Epupa Falls – Himba Tribe

The Himba are a semi-nomadic tribe whose existence centres on herding and breeding sheep, cattle and goats. The women are known for covering their bodies with otjize, a mixture of butter fat and ochre which gives their skin and plaited hair a reddish tinge. Traditionally both men and women go topless and wear skirts or loincloths made of animal skins.

🙂 Fascinating culture.

🙁 Knocking teeth out at 11yrs. FGM. Child marriage. People who rip you off.

Monday, 4 January 2021: Epupa Falls – Himba Village 31C

Up before 07h00 to watch the glorious sun rise and enjoyed coffee and rusks next to the river.
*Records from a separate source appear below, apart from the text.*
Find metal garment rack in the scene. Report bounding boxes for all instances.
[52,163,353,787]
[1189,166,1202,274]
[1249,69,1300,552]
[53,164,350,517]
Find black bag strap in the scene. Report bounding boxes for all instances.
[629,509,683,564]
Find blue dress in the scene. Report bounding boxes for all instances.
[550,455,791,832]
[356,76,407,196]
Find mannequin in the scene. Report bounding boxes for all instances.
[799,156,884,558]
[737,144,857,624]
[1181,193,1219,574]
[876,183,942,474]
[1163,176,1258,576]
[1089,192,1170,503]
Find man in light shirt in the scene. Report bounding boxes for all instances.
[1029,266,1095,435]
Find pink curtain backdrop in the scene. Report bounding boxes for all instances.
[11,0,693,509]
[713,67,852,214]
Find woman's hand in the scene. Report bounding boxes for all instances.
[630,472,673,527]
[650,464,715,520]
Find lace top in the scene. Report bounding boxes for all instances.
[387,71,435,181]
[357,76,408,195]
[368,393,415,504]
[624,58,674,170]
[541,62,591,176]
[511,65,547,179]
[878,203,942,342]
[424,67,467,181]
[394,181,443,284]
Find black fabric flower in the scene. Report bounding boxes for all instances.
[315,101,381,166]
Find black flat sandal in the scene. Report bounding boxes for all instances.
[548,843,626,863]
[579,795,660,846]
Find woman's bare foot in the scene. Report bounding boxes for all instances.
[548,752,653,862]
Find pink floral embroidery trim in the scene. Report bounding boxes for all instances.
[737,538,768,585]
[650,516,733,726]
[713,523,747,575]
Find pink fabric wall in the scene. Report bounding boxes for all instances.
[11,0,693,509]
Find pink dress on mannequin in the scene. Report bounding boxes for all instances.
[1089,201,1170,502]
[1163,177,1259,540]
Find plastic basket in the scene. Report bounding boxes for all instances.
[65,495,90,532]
Anna took us to the small village shop where a goat was being freshly slaughtered to celebrate the end of the school year for local students.
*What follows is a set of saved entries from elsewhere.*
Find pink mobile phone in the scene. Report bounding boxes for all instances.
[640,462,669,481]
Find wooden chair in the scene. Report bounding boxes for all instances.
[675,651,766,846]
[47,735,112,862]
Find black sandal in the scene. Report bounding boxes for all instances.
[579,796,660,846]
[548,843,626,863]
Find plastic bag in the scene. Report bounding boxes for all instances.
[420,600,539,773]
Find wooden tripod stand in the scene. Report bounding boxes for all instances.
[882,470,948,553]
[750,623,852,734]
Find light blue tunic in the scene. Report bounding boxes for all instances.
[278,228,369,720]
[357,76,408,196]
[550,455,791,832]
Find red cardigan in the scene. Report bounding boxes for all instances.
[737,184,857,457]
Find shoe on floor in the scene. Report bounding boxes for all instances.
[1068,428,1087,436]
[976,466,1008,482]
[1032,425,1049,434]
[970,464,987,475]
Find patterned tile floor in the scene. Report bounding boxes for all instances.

SO hot, Lay by the pool. Friendly Ovambu girls offered to do our washing and the girls hair. Once they had our money they were no longer as friendly and did not bring our washed clothing back to us so that we had to spend an hour trying to find it – so unnecessary and unpleasant. We had been warned not to use them and now we know why.

Life is hectic here. Anna, the hostess at the Epupa Falls Lodg told us that Ovambu men often murder their wives! Her previous colleague had been a lovely, calm man who she enjoyed working with. However, on 15 December he had stabbed his girlfriend and cut off her head and sent it by courier to her Mother in Windhoek because she had broken up with him. He had locked their 2 and 5 year old children with the decapitated body until the police found them days later!! He had hung himself before the police could get to him … Nightmare story. She herself has three children from her ex and has escaped from him and he does not know where she is as she lives in fear as he has told her he will kill her when he finds her because she left him. A different world.
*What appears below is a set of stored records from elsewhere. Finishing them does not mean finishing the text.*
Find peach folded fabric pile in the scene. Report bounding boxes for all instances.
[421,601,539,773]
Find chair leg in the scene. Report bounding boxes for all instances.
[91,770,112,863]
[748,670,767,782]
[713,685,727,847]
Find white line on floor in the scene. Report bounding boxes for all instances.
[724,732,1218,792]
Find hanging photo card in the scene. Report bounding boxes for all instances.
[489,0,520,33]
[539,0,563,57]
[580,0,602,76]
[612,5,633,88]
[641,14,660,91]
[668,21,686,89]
We were then collected to go and visit the local Himba Village. We were concerned that it would be a tacky tourist experience. It was not – very authentic. Although the Himba do still practice their way of life they do open their villages to tourists as a source of income. The way that the hair is worn and decorated indicates the age of the child. At about 12 years old the hair at the front is divided and then pulled into the ponytails at the back.

The Himba Tribe are indigenous peoples with an estimated population of about 50,000 people living in northern Namibia, in the Kunene Region (formerly Kaokoland) and on the other side of the Kunene River in southern Angola. They are predominantly livestock farmers and count their wealth in terms of cattle. Women tend to do all the labour intensive jobs (collecting water, milking cows, collecting firewood etc) while the men tend livestock or leave home for extended periods to hold council with neighbouring tribal chiefs. The Chief of the village that we visited proudly told us that he had 36 children, 8 with the one wife and 4 with the other and all the other children were from his many lovers.

To honour the cow, the bottom 4 teeth are knocked out with a stick when both boys and girls are about 11 years old in a ceremony around the ‘sacred fire’. (Apparently this assists in the proper pronunciation of certain words!) Circumcision is practised on both boys and girls. Girls are married off to male partners selected by their fathers once they attain puberty, often to older men who are relatives. Here you can see our guide’s smile. He says he remembers the day his teeth were knocked out vividly and that he couldn’t cry despite the intense pain.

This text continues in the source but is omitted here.